A few bonus ones for pregnancy:

  1. “let’s practice some pushes before the doctor arrives.” = “I am going to teach you how to push, and you’re going to do it until the baby is almost crowning. Then, we will call the doctor and have them come to the hospital to finish the delivery.”
  2. “This won’t hurt me at all!” = “I am going to check your cervix and it’s going to hurt you a fucking lot.”
  3. “You’ll feel like you need to poop.” = “You’ll feel like you need to poop. For real. But it’s just push-time.”
  4. “It’ll feel like you peed yourself” = “The only way to describe what your water breaking will feel like, even though it’s more like squeezing out a water balloon with both your hands.”

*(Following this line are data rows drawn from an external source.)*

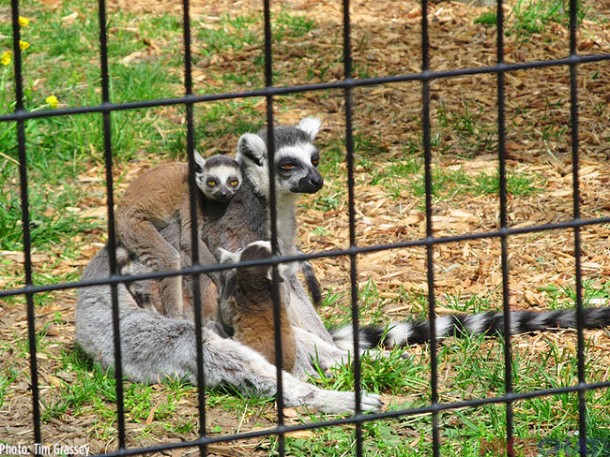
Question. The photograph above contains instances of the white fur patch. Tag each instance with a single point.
(398, 335)
(310, 125)
(442, 324)
(476, 323)
(301, 152)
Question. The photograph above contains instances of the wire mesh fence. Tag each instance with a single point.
(347, 83)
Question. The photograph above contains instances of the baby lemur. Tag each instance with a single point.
(160, 196)
(246, 307)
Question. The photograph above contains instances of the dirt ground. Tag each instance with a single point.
(386, 41)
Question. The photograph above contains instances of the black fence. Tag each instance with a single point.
(347, 84)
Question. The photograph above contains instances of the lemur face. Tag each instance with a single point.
(218, 177)
(296, 158)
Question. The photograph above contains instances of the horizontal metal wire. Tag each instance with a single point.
(287, 90)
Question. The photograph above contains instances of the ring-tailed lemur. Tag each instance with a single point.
(246, 218)
(155, 346)
(246, 309)
(161, 195)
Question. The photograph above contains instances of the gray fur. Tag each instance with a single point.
(485, 323)
(218, 177)
(155, 347)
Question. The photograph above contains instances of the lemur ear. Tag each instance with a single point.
(198, 159)
(281, 270)
(227, 256)
(311, 126)
(253, 148)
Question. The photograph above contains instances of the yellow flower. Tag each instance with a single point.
(52, 101)
(5, 59)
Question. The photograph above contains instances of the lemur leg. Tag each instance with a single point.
(150, 247)
(155, 347)
(205, 256)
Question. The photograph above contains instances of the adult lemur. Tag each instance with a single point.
(154, 346)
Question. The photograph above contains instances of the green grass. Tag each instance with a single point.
(145, 63)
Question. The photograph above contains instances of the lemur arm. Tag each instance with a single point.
(205, 256)
(313, 285)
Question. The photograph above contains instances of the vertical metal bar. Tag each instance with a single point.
(350, 149)
(508, 373)
(273, 224)
(426, 132)
(25, 219)
(582, 402)
(193, 196)
(107, 131)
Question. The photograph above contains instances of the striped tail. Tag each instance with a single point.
(487, 323)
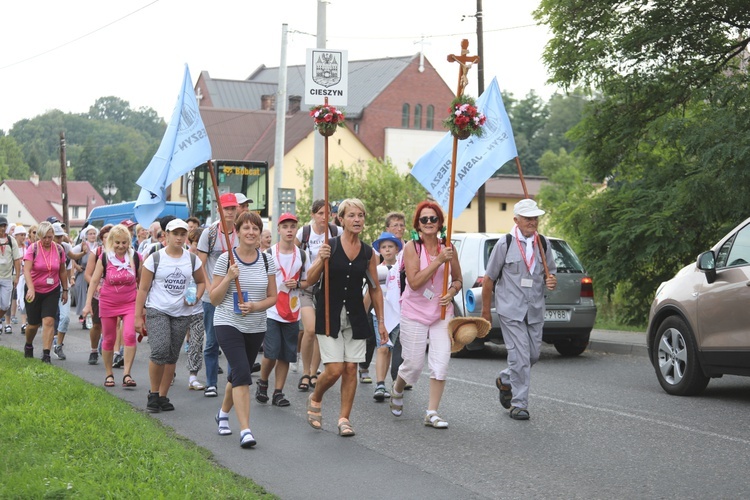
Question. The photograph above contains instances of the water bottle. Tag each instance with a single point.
(191, 293)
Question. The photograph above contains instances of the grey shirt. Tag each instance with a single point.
(512, 300)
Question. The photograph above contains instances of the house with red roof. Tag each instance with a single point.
(32, 201)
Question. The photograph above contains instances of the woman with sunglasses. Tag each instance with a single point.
(421, 304)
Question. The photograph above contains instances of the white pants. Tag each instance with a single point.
(413, 338)
(523, 342)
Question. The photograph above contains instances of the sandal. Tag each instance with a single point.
(314, 417)
(127, 381)
(506, 394)
(517, 413)
(397, 402)
(345, 428)
(434, 420)
(303, 386)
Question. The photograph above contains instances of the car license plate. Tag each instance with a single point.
(557, 315)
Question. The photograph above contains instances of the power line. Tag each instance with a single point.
(78, 38)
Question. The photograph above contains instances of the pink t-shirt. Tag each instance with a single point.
(414, 303)
(118, 291)
(45, 267)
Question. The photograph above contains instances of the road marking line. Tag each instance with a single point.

Also, those pain scales are bullshit. So I made one that perfectly represents how MY personal pain works:

pain scale

Fun fact: I had a 30 hour labor with my daughter and the epidural didn’t take. So I sat there in mostly total silence while I was having contractions. I didn’t want to open my mouth and say anything because I knew if I did, I would start screaming. Which I did do about an hour before it was time to push. But it lasted for only a few minutes because the nurse came in and told me to shut up and breathe. (She was right– screaming doesn’t help, but she could have been nicer about it. She did apologize after I delivered my baby, though.) Also, for anyone who wants to know what contractions feel like… it’s basically like waking up in the middle of the night from a really fucking bad charlie horse/muscle cramp, except it’s from the lower rib cage-down to your toes.

 

 

Okay, that was neat! I’m glad I got this out. Maybe it was educational.

Maybe it was funny.

Maybe it was both?

 

Love,

S.

Remember to be kind to yourself and if you or someone close to you is in serious distress or simply needs to talk to someone, please call the national suicide hotline at 1-800-273-8255 or text 741741.

 

UPDATE: It is now 3:44PM and I am home from my doctor’s appointment. I told them that I was at about a 4 on my Personal Pain Scale and they told me to try a heating pad and to come back in a few weeks when the doctor would be present. So, I spent my whole day at the doctor…literally 3 hours at the office– mostly waiting, to be told that they have no idea why I am in pain and they wouldn’t perform even the most basic tests to rule anything out. So, that’s fun.